Music defines me…
Music is my sanctuary. A good piece of music has the ability to describe me better than any words can. I don’t want to say that music keeps me “sane,” because in reality, what does sane even mean now? No one is completely sane, because then we would all be quite boring. What I will say is that music keeps me lucid. There is nothing that can transform my stress or horrible mood into such a state of placidity quite like music does.
It’s amazing the transformation my mood makes even when I’m doing something as minute as holding a cake of rosin. I become filled to the brim with exhilaration upon pulling my bow across the strings of my cello, the sound of it resonating through the air around me, wrapping me up in a blanket, comforting me, putting me in a cocoon and sheltering me, even if only for a little while. The vibrations of the strings are my best way of conveying my emotions without having to use any words. My music can say what I cannot.
Music is what defines me. It has so many variations and complexities that I find it a compliment to say that music is the best way to show people who I am. Because I have difficulty showing emotions at times, I take pride in my music and try to share it with others as much as possible. I write music to get my point across to other people when I don’t have words, because, as Stella Adler once said: “We are what we do, not what we say.”
Music is everything to me.
Music is my greatest teacher…
There’s that phrase, “Everything I ever needed to learn in life I learned from…,” and people fill in the name of a significant parent, relative or teacher. My version would go, “Everything I ever needed to learn in life I learned from The Beatles.”
I don’t have my music time and my non-music time. If I’m not listening to an album, there’s still a lyric, melody or rhythm swimming around in my head. If I’m not playing guitar, I’m still thinking up song ideas. While I enjoy the occassional silence, I will unconsciously put on an album, even at work in my career as a business magazine editor. This is not a sense I can turn off, just as it’s not something I’ve turned on.
I am not alone in this compulsion. For people like me, music is simply a part of our lifestyles. Perhaps this sounds extreme, even pathological to non-musicians and non-music lovers, but those who’ve been bitten by the bug understand: This is a part of us, no more bizarre or more unhealthy than eating and sleeping.

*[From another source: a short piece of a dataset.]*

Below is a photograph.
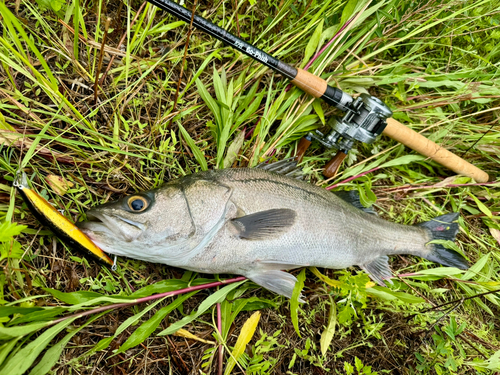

As such, music is also my all-encompassing philosophy and greatest teacher. Like many, I learned about love from The Beatles’ “Abbey Road”; irony from Bob Dylan’s “Blonde on Blonde”; heartbreak from Joni Mitchell’s “Blue”; healing from Van Morrison’s “Moondance”; passion from Derek and the Dominos’ “Layla and Other Assorted Love Songs”; glory from Bruce Springsteen’s “Born to Run”; the spiritual experience from U2’s “The Joshua Tree”; and, more recently, the cycle of life from Wilco’s “Sky Blue Sky.”
There’s more music out there than I will ever be able to hear. Sometimes, I’m afraid that I’ll miss out on something great, but more often than not, I’m thankful that I’ve connected with this precious aspect of our word.
Music helps you define yourself…
Music is both an intake and outlet of emotions. It has allowed me to convey a message when words weren’t enough to help someone understand. When you let it fill you, the sound heightens all your senses, not just hearing, and lets the imagination take hold of you. I believe that it is a connecting point between this life and divinity.
Music can define a person’s life and personality when you find the sort of music you are good at. It helps you find a core to yourself; a foundation that you can build your character on and around.